Where the Problem Shows Up Locally
Two locations have become focal points for the duplication issue in the Illawarra. The first is the North Wollongong waterfront precinct, where heritage overlay mapping for the former BHP port infrastructure relies on a photographic archive assembled across multiple decades and multiple agencies. Records managers at Wollongong City Council have identified cases where digitisation workflows pulled the same image into different document sets, sometimes replacing a more recent site photograph with an older one — without any version-control flag to alert planners. The second hotspot is the Fairy Meadow village centre, where a 2025 housing density review produced a batch of streetscape images that were uploaded twice into the NSW Planning Portal under different reference numbers, creating conflicting visual evidence in at least three development applications still before the council.
The University of Wollongong's Faculty of Engineering and Information Sciences has been consulted informally on deduplication methodology, given its existing work on geospatial data integrity. No formal contract has been announced, but the university's proximity on Northfields Avenue and its established relationship with regional industry partners make it a logical candidate for any technical remediation work the council ultimately procures.

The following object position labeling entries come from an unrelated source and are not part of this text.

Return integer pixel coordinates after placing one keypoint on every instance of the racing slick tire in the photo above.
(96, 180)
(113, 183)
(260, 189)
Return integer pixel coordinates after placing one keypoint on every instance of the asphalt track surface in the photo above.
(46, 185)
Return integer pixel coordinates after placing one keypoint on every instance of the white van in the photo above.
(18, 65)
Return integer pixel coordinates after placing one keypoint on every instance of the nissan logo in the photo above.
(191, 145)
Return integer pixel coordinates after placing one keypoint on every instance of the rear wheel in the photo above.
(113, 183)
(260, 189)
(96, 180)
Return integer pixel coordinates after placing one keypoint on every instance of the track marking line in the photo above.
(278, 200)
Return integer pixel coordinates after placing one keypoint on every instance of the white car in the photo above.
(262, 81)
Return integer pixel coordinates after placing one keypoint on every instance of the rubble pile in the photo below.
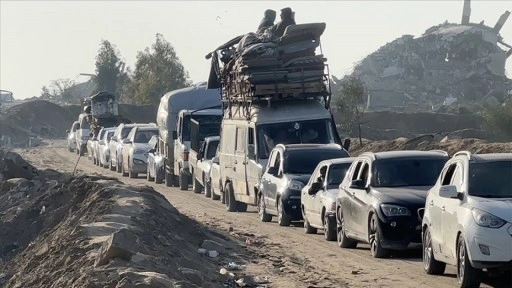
(264, 65)
(88, 231)
(449, 63)
(450, 144)
(27, 123)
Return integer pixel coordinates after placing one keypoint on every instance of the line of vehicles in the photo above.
(276, 147)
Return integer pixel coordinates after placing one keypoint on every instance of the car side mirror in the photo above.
(272, 170)
(449, 191)
(346, 144)
(251, 153)
(357, 184)
(315, 187)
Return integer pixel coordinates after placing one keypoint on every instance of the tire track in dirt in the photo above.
(297, 259)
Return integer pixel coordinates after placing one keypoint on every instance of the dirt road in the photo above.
(288, 256)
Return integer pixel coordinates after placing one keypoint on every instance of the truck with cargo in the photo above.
(274, 90)
(174, 127)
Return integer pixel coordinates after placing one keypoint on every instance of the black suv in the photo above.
(288, 169)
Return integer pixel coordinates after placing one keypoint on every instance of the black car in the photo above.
(288, 169)
(381, 196)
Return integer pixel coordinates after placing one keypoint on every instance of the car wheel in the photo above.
(183, 181)
(264, 217)
(375, 237)
(196, 187)
(343, 240)
(282, 218)
(467, 276)
(231, 204)
(431, 265)
(329, 229)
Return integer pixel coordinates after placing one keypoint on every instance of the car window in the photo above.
(407, 171)
(336, 174)
(490, 179)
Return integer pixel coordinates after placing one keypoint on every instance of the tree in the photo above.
(108, 67)
(157, 71)
(350, 100)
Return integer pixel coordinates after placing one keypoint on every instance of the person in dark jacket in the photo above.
(268, 20)
(287, 19)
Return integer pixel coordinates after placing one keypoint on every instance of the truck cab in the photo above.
(182, 140)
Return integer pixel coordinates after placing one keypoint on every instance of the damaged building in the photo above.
(450, 63)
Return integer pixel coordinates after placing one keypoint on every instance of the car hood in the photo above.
(499, 207)
(414, 195)
(304, 178)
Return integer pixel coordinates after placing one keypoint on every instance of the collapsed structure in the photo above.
(449, 63)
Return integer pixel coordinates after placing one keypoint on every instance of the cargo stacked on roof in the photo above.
(263, 66)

The Decisions That Cannot Wait
Three choices now sit in front of council administrators, state planning officials and the organisations lodging the affected records. First, whether to implement a mandatory hash-verification step — a standard digital fingerprinting check — before any image is accepted into a live planning dossier. The NSW Department of Planning has flagged hash verification in its Digital Transformation Roadmap published in late 2025, but uptake by local councils has been uneven, and Wollongong has not yet confirmed adoption. Second, whether affected development applications should be paused while image libraries are audited, or whether a disclosure notice attached to the relevant DA is sufficient. Legal practitioners familiar with the Land and Environment Court have noted, without being specific about pending cases, that undisclosed image substitution has previously been cited in successful objection proceedings. Third, who bears the cost. Remediation of a mid-sized council's planning image archive can run to several hundred thousand dollars when specialist data services are involved — a figure that matters in a budget environment where Wollongong City Council is already managing infrastructure spending across the Mount Kembla to Shellharbour corridor.
The most immediate deadline is August 2026, when the state government's updated Illawarra Regional Plan is scheduled to receive its first batch of council-submitted visual evidence packages. If Wollongong's image deduplication process isn't resolved before that submission window closes, the duplicated records risk being embedded into state-level planning documents that will govern land-use decisions for the next decade. Community groups active around the Flagstaff Hill and Figtree corridors have already raised concerns through formal consultation channels about the reliability of site photography attached to several pending medium-density proposals. The council has until the end of July to respond to those concerns in writing. What it says — and what it commits to fixing — will set the terms for every planning dispute that follows.